Avrupa’nın geneli bir yana, günümüzde İspanya da adeta Müslüman Endülüs’ün temelleri üzerine kurulmuş gibidir. Müslümanların İber Yarımadası’na vurduğu mühür, İspanya’da hayatın her alanında gözlemlenmektedir.
Bugün İspanyolcada dört binden fazla kelime, direkt biçimde Arapça kökenlidir ve günlük hayatta kullanılmaktadır. “Tanrı dilerse” anlamına gelen “O’jala” kelimesinin kökeni Arapça “inşallah”tır.

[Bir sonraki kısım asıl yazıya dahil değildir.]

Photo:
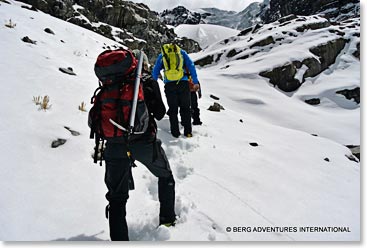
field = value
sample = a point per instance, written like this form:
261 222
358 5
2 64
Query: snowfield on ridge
257 163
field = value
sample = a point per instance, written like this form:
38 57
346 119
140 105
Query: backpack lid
113 65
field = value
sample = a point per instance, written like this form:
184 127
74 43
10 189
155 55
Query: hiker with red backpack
173 60
123 115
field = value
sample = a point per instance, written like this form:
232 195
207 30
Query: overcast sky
159 5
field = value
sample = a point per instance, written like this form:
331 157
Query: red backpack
112 101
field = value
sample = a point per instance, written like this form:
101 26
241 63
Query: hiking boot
167 222
176 135
197 123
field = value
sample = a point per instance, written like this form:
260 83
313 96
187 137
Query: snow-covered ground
205 34
290 179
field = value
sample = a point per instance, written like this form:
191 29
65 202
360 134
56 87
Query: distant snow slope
289 178
205 34
242 57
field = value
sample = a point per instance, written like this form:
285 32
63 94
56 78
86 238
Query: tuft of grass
82 107
42 102
10 24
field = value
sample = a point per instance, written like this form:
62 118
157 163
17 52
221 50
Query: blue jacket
187 63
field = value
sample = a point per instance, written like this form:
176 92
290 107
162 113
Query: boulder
267 41
216 107
313 101
329 51
58 142
26 39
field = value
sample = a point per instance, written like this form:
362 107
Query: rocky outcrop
313 101
205 61
284 76
351 94
140 27
329 8
328 52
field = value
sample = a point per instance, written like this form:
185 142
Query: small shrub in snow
10 24
82 107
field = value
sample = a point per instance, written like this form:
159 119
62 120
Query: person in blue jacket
177 90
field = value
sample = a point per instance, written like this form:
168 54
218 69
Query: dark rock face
329 51
205 61
58 142
313 101
357 52
49 31
180 15
351 94
26 39
356 150
267 41
330 8
142 28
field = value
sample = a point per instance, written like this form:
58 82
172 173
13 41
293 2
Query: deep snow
221 180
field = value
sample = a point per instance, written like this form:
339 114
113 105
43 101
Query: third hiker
173 60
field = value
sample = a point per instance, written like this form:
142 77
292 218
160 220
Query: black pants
195 111
117 179
178 97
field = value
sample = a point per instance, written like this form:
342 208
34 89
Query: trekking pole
136 91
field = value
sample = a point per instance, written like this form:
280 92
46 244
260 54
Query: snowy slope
221 180
205 34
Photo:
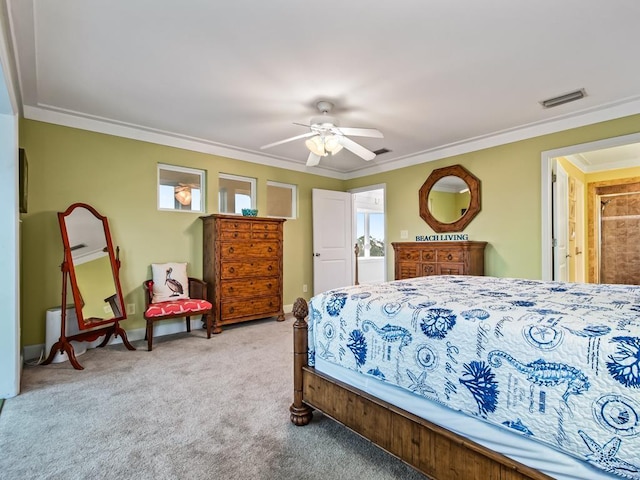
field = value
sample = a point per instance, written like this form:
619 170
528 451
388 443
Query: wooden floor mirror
91 268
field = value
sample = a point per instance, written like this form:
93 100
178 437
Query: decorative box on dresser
419 259
242 263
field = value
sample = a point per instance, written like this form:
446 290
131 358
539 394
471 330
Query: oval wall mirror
449 199
92 266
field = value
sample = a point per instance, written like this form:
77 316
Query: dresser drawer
250 249
257 268
407 270
428 255
450 255
234 235
254 287
266 235
264 306
451 269
265 226
428 269
408 255
227 225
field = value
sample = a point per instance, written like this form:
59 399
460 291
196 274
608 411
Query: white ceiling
437 77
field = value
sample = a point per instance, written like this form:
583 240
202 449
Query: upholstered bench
178 308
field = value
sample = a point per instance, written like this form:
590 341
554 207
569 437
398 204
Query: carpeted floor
191 409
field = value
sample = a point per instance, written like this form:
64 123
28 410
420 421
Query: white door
560 223
332 237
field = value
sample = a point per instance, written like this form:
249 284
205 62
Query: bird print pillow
170 282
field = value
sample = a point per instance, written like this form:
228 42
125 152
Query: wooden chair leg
207 318
149 335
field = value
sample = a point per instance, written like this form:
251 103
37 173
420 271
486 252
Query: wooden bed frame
430 449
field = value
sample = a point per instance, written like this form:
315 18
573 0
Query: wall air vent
381 151
562 99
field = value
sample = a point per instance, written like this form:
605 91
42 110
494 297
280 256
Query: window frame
239 178
201 174
294 198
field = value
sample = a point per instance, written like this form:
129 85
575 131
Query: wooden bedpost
300 413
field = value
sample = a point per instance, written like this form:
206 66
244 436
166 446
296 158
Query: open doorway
590 166
338 226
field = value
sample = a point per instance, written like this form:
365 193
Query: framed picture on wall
23 175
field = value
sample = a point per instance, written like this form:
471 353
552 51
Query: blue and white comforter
558 362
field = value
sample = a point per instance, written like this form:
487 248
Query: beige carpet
191 409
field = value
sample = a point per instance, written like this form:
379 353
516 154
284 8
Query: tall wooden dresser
242 264
419 259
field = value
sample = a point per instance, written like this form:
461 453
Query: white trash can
54 324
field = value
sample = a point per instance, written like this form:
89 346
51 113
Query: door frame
547 159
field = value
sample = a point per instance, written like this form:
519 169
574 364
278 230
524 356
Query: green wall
117 176
510 182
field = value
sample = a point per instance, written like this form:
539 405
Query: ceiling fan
326 137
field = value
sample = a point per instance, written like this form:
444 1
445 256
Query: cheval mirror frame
87 241
474 199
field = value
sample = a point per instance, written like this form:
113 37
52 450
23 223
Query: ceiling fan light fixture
332 144
562 99
316 145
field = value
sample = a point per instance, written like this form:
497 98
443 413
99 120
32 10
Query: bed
467 377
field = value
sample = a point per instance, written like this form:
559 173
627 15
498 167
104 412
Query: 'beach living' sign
443 237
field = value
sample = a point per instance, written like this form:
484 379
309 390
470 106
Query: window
369 206
180 189
370 234
281 200
236 193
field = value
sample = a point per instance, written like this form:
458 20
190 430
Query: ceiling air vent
381 151
562 99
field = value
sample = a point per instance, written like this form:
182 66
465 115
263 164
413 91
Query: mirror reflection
92 266
449 199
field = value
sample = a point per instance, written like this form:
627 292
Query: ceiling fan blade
356 148
313 159
361 132
286 140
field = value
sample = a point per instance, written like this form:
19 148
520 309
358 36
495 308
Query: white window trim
252 182
192 171
294 197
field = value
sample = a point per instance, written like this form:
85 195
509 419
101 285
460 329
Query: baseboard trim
31 353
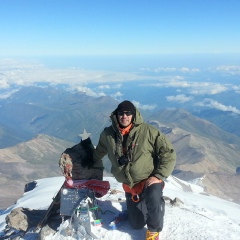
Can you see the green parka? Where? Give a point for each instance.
(150, 153)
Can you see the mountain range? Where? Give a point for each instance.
(38, 124)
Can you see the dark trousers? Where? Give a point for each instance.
(149, 210)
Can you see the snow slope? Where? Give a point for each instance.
(200, 217)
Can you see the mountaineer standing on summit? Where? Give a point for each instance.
(142, 158)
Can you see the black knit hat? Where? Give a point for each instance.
(126, 106)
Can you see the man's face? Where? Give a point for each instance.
(125, 118)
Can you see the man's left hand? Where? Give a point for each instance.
(152, 180)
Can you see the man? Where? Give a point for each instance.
(142, 158)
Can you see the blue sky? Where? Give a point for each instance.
(96, 27)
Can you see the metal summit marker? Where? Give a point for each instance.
(85, 135)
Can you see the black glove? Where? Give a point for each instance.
(87, 161)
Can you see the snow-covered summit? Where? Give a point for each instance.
(199, 217)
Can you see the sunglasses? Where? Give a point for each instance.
(128, 113)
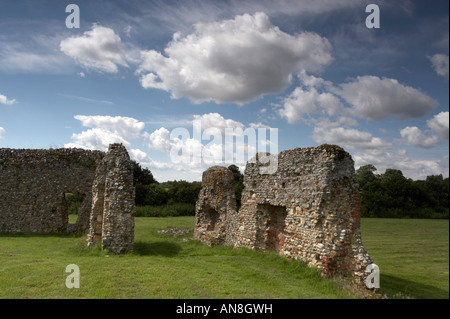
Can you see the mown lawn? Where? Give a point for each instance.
(164, 266)
(413, 255)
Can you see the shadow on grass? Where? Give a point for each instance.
(161, 248)
(30, 235)
(396, 287)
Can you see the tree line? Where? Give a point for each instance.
(387, 195)
(172, 198)
(392, 195)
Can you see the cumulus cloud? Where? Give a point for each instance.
(105, 130)
(331, 133)
(309, 101)
(439, 124)
(98, 49)
(413, 136)
(160, 140)
(127, 127)
(377, 98)
(5, 100)
(237, 60)
(416, 168)
(215, 120)
(96, 138)
(440, 64)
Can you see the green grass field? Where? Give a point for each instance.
(412, 256)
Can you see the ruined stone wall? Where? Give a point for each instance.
(216, 207)
(33, 185)
(113, 209)
(307, 210)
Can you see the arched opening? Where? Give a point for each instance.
(271, 223)
(73, 202)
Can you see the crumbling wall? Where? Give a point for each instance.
(34, 184)
(112, 218)
(307, 210)
(216, 207)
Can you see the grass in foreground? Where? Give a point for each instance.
(33, 266)
(412, 256)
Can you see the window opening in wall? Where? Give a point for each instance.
(271, 224)
(212, 217)
(74, 201)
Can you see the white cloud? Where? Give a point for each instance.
(375, 99)
(98, 49)
(330, 133)
(418, 168)
(127, 127)
(215, 120)
(5, 100)
(160, 140)
(96, 138)
(105, 130)
(236, 60)
(309, 101)
(440, 64)
(439, 124)
(413, 136)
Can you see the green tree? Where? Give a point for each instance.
(141, 175)
(365, 174)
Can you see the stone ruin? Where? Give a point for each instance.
(34, 185)
(307, 210)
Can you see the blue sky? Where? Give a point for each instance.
(137, 72)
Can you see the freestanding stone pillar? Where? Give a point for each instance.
(113, 207)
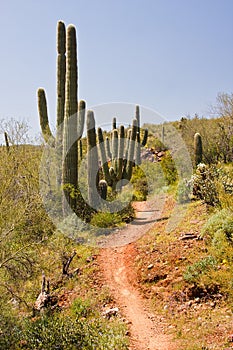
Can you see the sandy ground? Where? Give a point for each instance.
(116, 262)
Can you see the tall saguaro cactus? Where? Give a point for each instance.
(197, 149)
(70, 113)
(92, 161)
(140, 143)
(120, 166)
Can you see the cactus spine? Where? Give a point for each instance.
(197, 149)
(70, 114)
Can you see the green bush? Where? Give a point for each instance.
(194, 272)
(220, 222)
(204, 185)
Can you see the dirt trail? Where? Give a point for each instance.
(116, 262)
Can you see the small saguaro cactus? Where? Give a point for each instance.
(7, 141)
(139, 143)
(92, 162)
(120, 165)
(70, 113)
(197, 149)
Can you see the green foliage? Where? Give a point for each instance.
(108, 219)
(194, 272)
(220, 223)
(197, 149)
(204, 184)
(83, 328)
(169, 168)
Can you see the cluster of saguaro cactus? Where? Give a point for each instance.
(197, 149)
(118, 154)
(70, 114)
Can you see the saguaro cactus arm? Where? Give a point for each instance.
(92, 161)
(197, 149)
(43, 114)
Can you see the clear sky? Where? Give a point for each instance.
(173, 56)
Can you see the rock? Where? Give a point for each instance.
(187, 236)
(150, 266)
(111, 312)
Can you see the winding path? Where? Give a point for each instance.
(116, 262)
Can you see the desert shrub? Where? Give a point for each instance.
(108, 219)
(184, 191)
(193, 273)
(220, 222)
(9, 330)
(204, 186)
(72, 331)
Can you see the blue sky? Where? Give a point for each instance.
(172, 56)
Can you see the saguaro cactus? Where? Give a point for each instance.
(70, 114)
(7, 142)
(92, 161)
(120, 165)
(139, 143)
(197, 149)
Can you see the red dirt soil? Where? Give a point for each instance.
(147, 331)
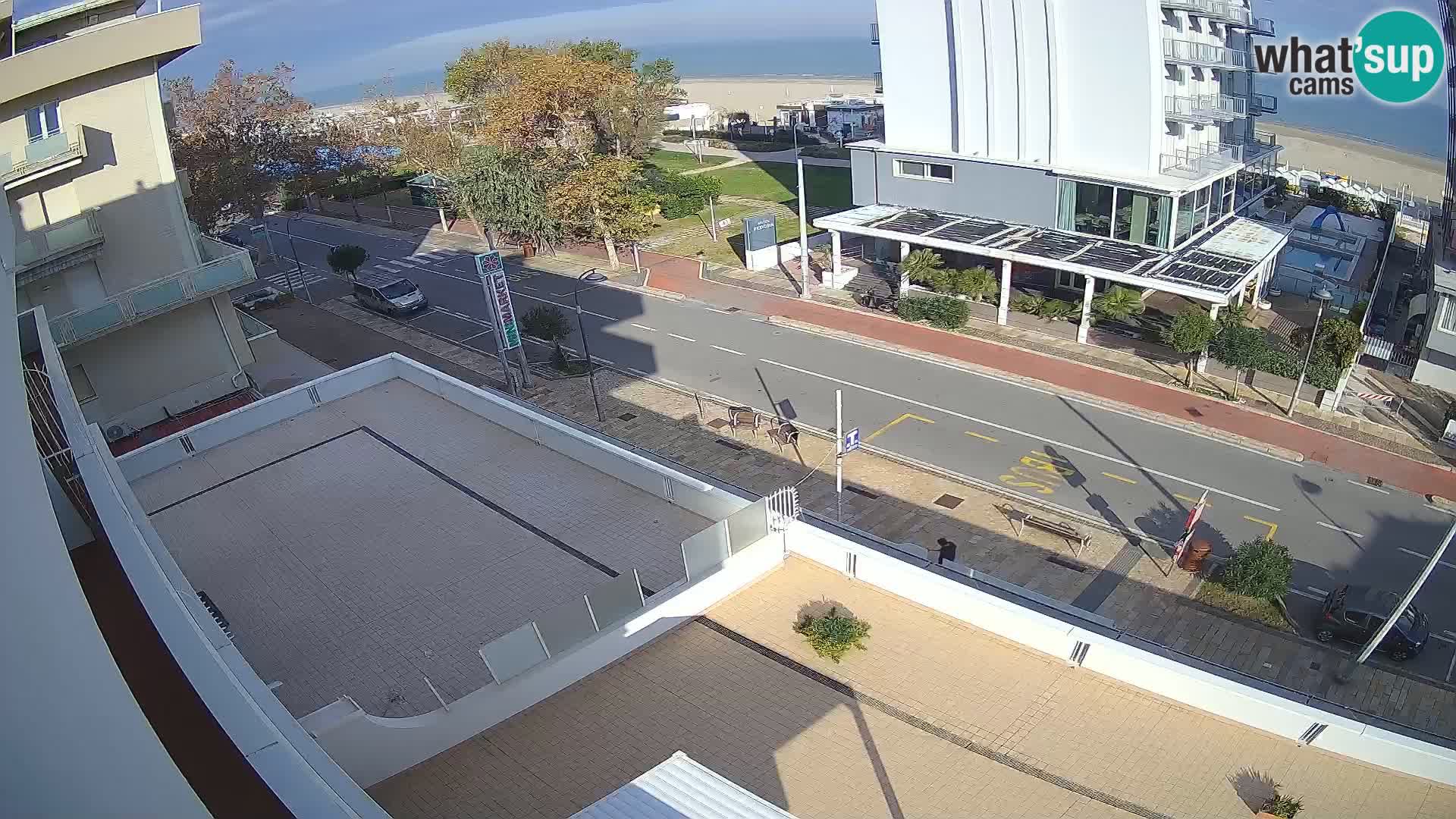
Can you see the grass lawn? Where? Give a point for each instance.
(682, 161)
(778, 183)
(1220, 596)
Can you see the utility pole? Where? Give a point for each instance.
(1405, 601)
(804, 234)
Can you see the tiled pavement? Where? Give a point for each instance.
(1015, 733)
(351, 570)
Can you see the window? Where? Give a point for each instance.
(80, 384)
(932, 171)
(42, 121)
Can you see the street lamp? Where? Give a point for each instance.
(1324, 297)
(585, 349)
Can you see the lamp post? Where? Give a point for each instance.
(1324, 297)
(585, 349)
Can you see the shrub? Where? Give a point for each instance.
(1028, 303)
(1260, 569)
(941, 311)
(833, 635)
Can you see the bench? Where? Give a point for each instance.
(1072, 534)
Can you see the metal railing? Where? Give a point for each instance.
(47, 243)
(155, 297)
(1204, 55)
(44, 152)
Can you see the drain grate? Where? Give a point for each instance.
(1066, 563)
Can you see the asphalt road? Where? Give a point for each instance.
(1136, 474)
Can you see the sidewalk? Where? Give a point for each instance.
(908, 506)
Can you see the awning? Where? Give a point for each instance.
(680, 789)
(1212, 268)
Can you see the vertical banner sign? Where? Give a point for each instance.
(498, 293)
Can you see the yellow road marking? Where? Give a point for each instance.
(908, 416)
(1273, 526)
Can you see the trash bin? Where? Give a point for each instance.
(1194, 556)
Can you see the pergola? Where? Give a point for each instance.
(1215, 268)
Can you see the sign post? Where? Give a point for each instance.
(491, 271)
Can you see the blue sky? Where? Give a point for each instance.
(332, 42)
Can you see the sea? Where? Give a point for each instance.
(1420, 127)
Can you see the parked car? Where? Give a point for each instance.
(392, 297)
(1356, 613)
(265, 297)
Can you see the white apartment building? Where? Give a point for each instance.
(93, 222)
(1107, 142)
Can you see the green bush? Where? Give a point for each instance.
(1028, 303)
(941, 311)
(833, 635)
(1260, 569)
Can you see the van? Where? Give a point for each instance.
(392, 297)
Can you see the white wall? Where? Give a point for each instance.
(1251, 703)
(375, 748)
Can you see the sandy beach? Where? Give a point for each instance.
(1365, 162)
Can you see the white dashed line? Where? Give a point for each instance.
(1426, 557)
(1068, 447)
(1367, 487)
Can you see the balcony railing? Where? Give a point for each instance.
(41, 155)
(156, 297)
(1190, 53)
(55, 246)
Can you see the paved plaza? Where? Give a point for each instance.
(383, 538)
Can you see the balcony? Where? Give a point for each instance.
(1206, 55)
(229, 267)
(1204, 110)
(57, 246)
(42, 156)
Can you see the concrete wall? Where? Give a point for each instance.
(979, 188)
(376, 748)
(1128, 659)
(175, 360)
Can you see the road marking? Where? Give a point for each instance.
(1367, 487)
(1338, 529)
(1427, 557)
(1273, 526)
(906, 417)
(974, 420)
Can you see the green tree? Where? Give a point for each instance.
(1190, 333)
(1260, 569)
(1119, 303)
(347, 260)
(1239, 346)
(548, 324)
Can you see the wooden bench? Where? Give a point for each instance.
(1072, 534)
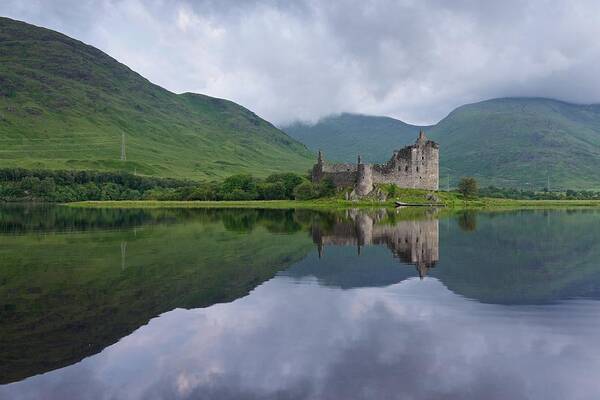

Müslümanların Endülüs’te kurdukları sulama sistemleri ve geliştirdikleri tarım usulleri, bugün de İspanya tarafından kullanılmaktadır. Avrupa’da temizlik kültürünün bilinmediği bir zamanda, Endülüs şehirlerini sebillerle, kanallarla ve hamamlarla donatan Müslümanlar, yarımadanın temizlik alışkanlıklarını köklü biçimde değiştirmiştir.
Nehirlerin üzerine su değirmenleri kurarak, suları şehir merkezlerine taşıma ve su gücünden faydalanarak tahıl öğütme işi de Endülüslü Müslümanların getirdiği bir yenilikti. 1200 yılı itibarıyla, yalnızca Guadalquivir (Vâdî el Kebîr) Nehri’nin üzerinde 5 binden fazla su değirmeninin olduğu bilinmektedir. Bunlardan biri, günümüzde Cordoba’da muhafaza edilmektedir.
- Müslümanlar, İspanyol yemek kültürüne de ciddi katkılarda bulunmuştur. Nohutun İspanyol mutfağına katılması, Endülüslü Araplar sayesindedir. Portakal, patlıcan, ıspanak, limon, muz, enginar gibi birçok meyve ve sebzeyi İspanya topraklarına getirenler Müslümanlardır. Endülüs’ün fethinden önce, İspanyollar ve diğer Avrupa milletleri tüm bunlardan habersizdi. Özellikle portakal ve limon, artık İspanya’nın simge bitkileri hâline gelmiştir.
Madem Müslümanlar kıtadan sürüldükten sonra geride kalanlar bile Endülüs’ün ihtişamını hâlâ haykırmaya devam ediyor dedik, o zaman kendimize şu ödevi mutlaka verelim:
İyi ve ayrıntılı bir tarih okuması eşliğinde, Endülüs’ü şehir şehir dolaşmak hepimizin hedefi olsun. Kendimiz olmazsa çocuklarımız (hatta torunlarımız) bunu mutlaka yerine getirsinler. Ki geçmişimizin çok önemli bir parçasıyla bağlarımızı da sıkı sıkıya korumuş olalım.